A slow smile. “I’d do it out of the goodness of my heart, little Bea.”
Her palms were damp where she was clutching the fabric of her pants. “I’ll think about it.”
His eyes sharpened with humor. “I’m sure you will.”
And he was, unfortunately, entirely correct.
Days later, she was still catching herself replaying the mats. In class, over coffee, even now as she waited in Jaxon’s car in black silk and heels. Rafael lingered in her head, whether she wanted him there or not.
The cars were bottlenecked at the foot of the opera house, headlights glancing off marble steps. Security stood in quiet formation, black-suited and watchful. Flashbulbs stuttered like lightning as reporters shouted names.
Isabel went first, the embodiment of spectacle, silver silk catching every camera flash.
Her date—austerely handsome, moviestaresque—offered his arm.
Isabel knew her best angles. Behind her, Naomi and Charles emerged to another volley of flashes, the perfect political couple lifting their hands to wave.
Georgina and Hunter came next, her gold gown blazing under the lights.
Bea waited just inside the car door beside Jaxon, stomach a knot. She hated being seen, speculated on, captured in a frame she couldn’t control. Isabel had anticipated that, and prearranged a plan.
“Mrs. Prescott’s wearing the family emeralds tonight.”
That was the cue. They moved quickly.
Jaxon’s hand was light at her back. He walked press-side. Behind them, Adam steered Lillian. By the time they climbed the first set of steps, a second perfectly timed comment from Isabel—“Is that Noelle?”—sent the cameras swiveling away once more in search of a brighter star.
Inside, Lillian pressed a glass of champagne into her hand. “Isabel’s got a general’s instincts for diversion.”
“I owe her one,” Bea said, fanning herself with her clutch.
Jaxon leaned in. “You’d have been fine. You clean up too well to hide forever.”
“Thanks,” she said, taking the compliment. “You’re looking dapper yourself.”
“Didn’t want to embarrass you.”
The spectacle widened: staircases of marble veined in gold, curving beneath chandeliers and balconies tiered with velvet curtains.
Servers wove through the crush carrying trays stacked high with Dom Pérignon, oysters, glitter-dusted macarons.

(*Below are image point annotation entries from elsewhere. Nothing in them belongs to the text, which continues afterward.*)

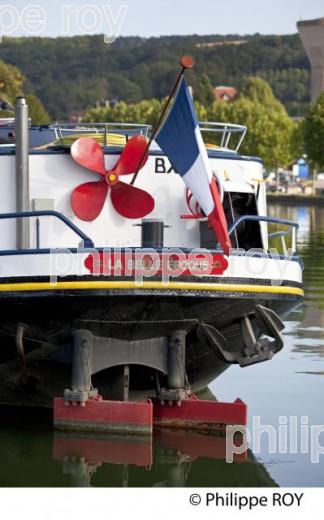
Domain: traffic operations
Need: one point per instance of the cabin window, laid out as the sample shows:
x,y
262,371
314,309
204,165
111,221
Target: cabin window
x,y
248,234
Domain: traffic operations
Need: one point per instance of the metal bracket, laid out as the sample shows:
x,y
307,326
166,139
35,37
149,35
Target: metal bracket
x,y
255,350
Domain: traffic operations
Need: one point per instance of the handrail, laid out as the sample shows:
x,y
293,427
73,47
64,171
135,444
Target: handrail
x,y
44,213
274,220
101,128
226,129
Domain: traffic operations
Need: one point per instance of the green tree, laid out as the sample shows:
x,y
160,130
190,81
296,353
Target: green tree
x,y
204,91
270,129
313,130
37,112
11,82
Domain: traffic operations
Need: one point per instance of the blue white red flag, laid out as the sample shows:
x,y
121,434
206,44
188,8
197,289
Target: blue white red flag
x,y
180,139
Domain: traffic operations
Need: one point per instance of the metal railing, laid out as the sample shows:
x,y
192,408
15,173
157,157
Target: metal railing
x,y
226,131
87,242
271,220
63,131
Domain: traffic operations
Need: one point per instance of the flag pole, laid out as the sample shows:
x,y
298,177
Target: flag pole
x,y
186,62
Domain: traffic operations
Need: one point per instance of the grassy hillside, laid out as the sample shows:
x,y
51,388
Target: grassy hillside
x,y
70,74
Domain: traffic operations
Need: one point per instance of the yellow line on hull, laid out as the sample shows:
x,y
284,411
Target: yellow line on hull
x,y
157,285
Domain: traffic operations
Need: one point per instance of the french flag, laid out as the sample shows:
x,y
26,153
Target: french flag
x,y
180,139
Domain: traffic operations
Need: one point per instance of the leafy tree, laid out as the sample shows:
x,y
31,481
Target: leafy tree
x,y
37,112
73,73
313,130
271,132
11,82
270,128
204,91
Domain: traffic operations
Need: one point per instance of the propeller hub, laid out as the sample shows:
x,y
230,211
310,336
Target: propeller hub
x,y
111,178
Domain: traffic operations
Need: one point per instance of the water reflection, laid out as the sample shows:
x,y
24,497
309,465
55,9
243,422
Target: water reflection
x,y
290,385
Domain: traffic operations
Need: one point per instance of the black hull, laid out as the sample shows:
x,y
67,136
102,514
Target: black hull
x,y
51,319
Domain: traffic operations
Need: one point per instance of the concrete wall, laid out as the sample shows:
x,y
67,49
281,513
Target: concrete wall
x,y
312,35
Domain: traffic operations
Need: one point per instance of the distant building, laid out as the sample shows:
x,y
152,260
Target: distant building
x,y
312,35
225,93
220,43
76,117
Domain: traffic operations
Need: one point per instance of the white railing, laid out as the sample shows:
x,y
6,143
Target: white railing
x,y
225,131
62,131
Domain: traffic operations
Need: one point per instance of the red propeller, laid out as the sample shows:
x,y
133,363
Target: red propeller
x,y
88,199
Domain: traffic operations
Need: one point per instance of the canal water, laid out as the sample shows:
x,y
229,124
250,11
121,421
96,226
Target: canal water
x,y
285,398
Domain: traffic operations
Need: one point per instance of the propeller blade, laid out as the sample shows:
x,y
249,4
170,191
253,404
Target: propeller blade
x,y
87,200
131,156
131,202
88,153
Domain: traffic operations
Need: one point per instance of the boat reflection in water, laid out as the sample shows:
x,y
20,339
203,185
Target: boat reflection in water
x,y
171,458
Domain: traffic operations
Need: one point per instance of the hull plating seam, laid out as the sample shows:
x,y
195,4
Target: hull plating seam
x,y
127,285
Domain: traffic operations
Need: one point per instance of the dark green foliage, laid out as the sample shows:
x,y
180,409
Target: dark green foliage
x,y
70,74
313,130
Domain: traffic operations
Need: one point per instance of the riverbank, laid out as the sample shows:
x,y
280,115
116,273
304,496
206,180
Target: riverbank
x,y
296,199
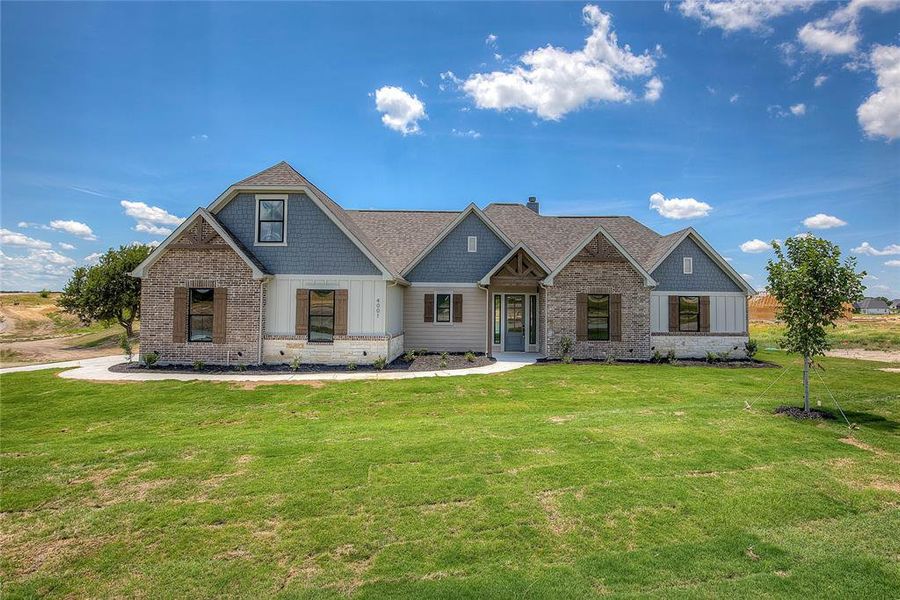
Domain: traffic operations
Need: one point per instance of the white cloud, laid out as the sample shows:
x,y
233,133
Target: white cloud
x,y
76,228
150,219
653,89
755,246
678,208
14,238
866,248
879,115
838,33
471,133
823,221
551,82
400,110
734,15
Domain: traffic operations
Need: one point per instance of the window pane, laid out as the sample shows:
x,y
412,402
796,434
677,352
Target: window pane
x,y
442,302
498,303
271,231
321,315
271,210
201,301
201,328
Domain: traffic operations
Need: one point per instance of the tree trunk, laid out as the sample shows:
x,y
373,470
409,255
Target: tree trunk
x,y
806,384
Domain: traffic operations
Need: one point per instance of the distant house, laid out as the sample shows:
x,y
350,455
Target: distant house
x,y
872,306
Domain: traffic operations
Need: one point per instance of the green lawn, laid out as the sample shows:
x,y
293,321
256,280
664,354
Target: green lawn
x,y
550,481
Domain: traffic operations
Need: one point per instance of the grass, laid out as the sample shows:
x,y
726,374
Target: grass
x,y
865,332
550,481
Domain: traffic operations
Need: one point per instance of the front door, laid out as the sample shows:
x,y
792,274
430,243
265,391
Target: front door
x,y
515,323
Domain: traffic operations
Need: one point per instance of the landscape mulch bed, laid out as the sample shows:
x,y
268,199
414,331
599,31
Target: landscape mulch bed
x,y
427,362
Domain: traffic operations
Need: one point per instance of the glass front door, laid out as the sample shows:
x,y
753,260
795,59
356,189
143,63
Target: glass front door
x,y
515,323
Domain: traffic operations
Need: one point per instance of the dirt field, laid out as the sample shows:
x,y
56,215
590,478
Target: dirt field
x,y
33,329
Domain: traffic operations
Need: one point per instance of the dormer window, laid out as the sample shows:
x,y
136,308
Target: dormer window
x,y
271,216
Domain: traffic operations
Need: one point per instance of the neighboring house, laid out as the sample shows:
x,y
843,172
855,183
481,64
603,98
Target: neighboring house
x,y
872,306
274,269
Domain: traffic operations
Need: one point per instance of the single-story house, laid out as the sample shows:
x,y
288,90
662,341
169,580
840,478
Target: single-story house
x,y
274,270
872,306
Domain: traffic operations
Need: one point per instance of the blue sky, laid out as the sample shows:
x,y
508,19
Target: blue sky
x,y
119,119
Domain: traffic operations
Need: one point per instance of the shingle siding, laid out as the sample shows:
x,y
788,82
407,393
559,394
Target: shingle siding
x,y
450,261
707,275
315,245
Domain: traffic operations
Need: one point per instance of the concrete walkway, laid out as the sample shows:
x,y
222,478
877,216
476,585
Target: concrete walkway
x,y
97,369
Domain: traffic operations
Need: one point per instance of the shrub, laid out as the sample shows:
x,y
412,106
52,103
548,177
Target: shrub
x,y
751,347
125,345
150,359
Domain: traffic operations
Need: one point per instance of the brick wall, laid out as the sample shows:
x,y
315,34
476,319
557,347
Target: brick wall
x,y
601,277
217,267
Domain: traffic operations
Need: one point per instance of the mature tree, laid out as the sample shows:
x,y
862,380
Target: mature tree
x,y
106,291
811,286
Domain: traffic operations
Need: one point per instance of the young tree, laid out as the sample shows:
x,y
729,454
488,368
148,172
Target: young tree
x,y
811,286
106,291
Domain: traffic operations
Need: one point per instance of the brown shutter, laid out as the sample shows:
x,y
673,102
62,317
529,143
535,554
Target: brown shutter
x,y
340,312
615,317
301,320
220,312
673,313
179,317
581,317
429,308
704,314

It was obscene, intoxicating—a carnival dressed in couture.
Bea shook her head, speaking almost to herself. “Two years ago I would’ve been floored by this level of wealth. Now it’s…normal. It’s crazy what you get used to.”
In a room like this, she wasn’t the least bit important. Her name meant little. But enough people remembered who she’d been with a year ago, and in this moment, his name was what mattered.
Mouths tipped close, whispers slipping like knives beneath the cover of champagne laughter.
Fragments reached her in flashes:
Gage King’s ex is here.
Jaxon’s the palate cleanser?
Her spine prickled. It was one thing to know people whispered; it was another to feel the words brushing her skin like stray hands.
She’d never talked about Gage to Jaxon, had barely said his name, but of course he knew. Their breakup had been its own kind of public property. She would always be branded by the ghost of him.